It's Not a Doctor's Duty to Discuss Gun Safety With Patients

Greg A. Hood, MD

Disclosures

April 01, 2014

In This Article

Can Doctors Get Into Legal Trouble for Discussing Gun Safety?

Are there legal ramifications for physicians who instruct in firearm use (such as to store ammunition separately from firearms) should the physician's advice lead to a failure of response to a life-threatening or criminal act?

Firearms have the potential to be useful. Firearms are force equalizers, such as for the 88-year-old patient of mine who held off 3 twentysomething miscreants who intended to break into her house, rob her, and likely do her serious personal harm; or the more recent example of the 11-year-old girl who saved her brother from a cougar.[5]

The US Supreme Court ruled in 1981, and again in 2005,[6,7] that police do not have any constitutional duty to protect a person from harm, even when in possession of a court-issued protective order. Given these rulings and the public sentiment, supported by FBI data, that home invasions and other violent crimes are on the rise,[8] one may face the potential that advice contrary to preparedness for such a possibility could open oneself to potential liability.

Last year, a physician colleague asked me whether physicians counseling about firearm ownership would constitute engaging in an area of counseling without certification or formal training (as residencies historically have not provided such training).
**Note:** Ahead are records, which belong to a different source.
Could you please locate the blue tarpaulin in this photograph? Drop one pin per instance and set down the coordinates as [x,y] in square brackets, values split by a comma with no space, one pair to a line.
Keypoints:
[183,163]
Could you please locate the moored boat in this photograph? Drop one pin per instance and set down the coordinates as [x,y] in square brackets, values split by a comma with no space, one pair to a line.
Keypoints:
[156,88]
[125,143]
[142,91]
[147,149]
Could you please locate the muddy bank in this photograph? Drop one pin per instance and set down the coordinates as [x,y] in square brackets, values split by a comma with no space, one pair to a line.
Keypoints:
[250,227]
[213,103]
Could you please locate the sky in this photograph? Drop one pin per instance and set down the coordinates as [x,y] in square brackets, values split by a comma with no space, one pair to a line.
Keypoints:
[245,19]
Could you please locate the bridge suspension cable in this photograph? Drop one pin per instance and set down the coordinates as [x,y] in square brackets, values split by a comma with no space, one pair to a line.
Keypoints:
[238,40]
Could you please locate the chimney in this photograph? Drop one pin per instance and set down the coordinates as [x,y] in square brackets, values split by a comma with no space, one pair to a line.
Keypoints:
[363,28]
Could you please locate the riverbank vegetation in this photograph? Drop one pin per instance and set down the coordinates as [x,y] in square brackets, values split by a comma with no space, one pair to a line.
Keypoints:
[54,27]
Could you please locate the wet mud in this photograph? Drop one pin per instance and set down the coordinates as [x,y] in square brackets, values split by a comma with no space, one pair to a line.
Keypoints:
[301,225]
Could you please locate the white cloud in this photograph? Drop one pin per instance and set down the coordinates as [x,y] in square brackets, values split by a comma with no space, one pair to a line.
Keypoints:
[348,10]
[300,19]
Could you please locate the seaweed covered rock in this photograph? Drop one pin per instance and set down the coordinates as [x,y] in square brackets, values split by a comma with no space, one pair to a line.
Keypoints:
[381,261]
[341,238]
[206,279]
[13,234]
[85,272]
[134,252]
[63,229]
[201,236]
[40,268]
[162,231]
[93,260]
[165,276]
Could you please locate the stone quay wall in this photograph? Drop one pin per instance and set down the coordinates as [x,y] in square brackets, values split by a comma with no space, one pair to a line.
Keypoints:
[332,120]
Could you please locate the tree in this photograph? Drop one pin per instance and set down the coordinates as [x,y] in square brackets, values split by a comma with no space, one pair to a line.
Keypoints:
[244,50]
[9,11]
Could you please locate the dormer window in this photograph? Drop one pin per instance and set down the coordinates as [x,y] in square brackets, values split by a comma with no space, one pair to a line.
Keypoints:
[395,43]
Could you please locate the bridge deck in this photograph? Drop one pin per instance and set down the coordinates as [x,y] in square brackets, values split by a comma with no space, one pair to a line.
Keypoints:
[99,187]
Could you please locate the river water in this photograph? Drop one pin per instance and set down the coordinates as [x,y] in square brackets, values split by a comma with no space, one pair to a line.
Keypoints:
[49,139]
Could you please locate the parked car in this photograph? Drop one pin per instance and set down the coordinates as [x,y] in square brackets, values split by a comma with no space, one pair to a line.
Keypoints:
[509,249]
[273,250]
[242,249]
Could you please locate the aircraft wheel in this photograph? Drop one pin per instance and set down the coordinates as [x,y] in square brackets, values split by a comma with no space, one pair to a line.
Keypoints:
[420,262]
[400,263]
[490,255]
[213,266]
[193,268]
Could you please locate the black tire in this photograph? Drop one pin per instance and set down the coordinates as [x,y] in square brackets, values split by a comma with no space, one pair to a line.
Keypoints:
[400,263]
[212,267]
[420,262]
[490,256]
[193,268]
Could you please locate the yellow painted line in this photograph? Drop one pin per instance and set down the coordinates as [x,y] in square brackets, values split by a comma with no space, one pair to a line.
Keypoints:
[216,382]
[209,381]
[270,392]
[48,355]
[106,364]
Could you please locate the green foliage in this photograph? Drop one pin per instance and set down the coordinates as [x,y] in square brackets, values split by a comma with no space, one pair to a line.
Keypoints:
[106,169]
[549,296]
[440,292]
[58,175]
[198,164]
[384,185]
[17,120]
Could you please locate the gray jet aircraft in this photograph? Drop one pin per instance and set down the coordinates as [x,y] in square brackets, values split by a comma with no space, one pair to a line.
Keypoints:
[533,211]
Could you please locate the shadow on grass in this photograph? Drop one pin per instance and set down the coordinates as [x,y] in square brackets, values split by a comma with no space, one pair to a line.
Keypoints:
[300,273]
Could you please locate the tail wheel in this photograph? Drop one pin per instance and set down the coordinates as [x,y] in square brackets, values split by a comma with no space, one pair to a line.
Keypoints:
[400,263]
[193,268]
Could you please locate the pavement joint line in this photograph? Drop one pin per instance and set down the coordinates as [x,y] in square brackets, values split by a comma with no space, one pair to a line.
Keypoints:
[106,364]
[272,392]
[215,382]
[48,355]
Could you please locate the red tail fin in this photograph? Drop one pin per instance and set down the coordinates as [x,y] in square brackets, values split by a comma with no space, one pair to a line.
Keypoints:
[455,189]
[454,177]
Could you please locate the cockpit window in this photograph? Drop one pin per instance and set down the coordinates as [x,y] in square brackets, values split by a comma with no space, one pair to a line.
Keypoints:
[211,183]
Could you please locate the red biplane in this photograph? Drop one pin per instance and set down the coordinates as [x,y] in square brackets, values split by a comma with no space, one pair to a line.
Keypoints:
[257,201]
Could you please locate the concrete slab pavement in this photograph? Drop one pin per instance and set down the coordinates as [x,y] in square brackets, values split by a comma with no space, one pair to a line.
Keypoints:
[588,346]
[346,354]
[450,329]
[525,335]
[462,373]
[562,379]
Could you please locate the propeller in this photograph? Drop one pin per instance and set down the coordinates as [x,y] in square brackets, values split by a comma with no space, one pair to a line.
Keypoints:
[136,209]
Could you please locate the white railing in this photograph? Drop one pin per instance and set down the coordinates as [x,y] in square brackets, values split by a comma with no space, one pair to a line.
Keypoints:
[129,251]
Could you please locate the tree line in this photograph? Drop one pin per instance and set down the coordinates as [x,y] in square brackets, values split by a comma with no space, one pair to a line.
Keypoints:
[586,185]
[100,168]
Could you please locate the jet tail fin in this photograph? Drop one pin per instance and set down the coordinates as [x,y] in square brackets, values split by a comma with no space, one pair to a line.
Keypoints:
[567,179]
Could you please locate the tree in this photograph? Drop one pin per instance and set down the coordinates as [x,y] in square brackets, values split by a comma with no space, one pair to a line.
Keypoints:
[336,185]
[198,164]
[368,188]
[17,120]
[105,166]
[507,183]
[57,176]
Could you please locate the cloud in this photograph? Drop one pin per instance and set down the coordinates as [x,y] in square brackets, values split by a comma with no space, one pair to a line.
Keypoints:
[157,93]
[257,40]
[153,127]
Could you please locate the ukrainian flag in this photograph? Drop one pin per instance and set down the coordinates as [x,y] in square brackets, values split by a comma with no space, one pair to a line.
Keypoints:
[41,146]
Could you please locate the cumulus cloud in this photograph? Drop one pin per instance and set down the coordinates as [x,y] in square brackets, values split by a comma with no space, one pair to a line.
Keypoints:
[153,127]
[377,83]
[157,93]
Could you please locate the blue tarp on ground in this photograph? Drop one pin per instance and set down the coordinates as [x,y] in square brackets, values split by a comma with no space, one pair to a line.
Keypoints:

The concern he raised was whether this would create a potential liability for the physician, in the event that harm befell a patient that might have been prevented had the patient not followed the physician's advice. He was concerned that some medical liability carriers would not acknowledge this advice delivery as being within the scope of training/practice.

The scenario he questioned was: A patient is told by his or her doctor to remove a firearm from the house or secure it so that it is not accessible. This patient does so and consequently has no firearm available at the time when the patient is then the victim of a home invasion.

The patient has time to call 911, but the police don't arrive until after the patient is raped, assaulted, or murdered. The survivor, or surviving family, then sues the physician on the grounds that the patient would have had the opportunity and means to defend himself/herself had the physician not directed the patient otherwise and that, consequently, liability for the consequences of the physician's words must be adjudicated.

I have discussed this with one medical liability carrier. Absent existing case law, their initial position was that the applicability of medical liability insurance in adjudicating the claim would depend on the wording of the suit. If the claimant files this against one's professional judgment, the medical liability insurance would, at least initially, participate in defense of the claim. Complete and continuous coverage throughout litigation, however, could not be assumed.

To this point, Dr. Paola wrote about the potential legal liability to which physicians who engage in this counseling may expose themselves.[9] In particular, he has posited that "plausible arguments can be made against the hypothetical physician engaged in firearm counseling as described. Conversely, physicians not engaging in discussions of gun safety face substantially lower liability risks."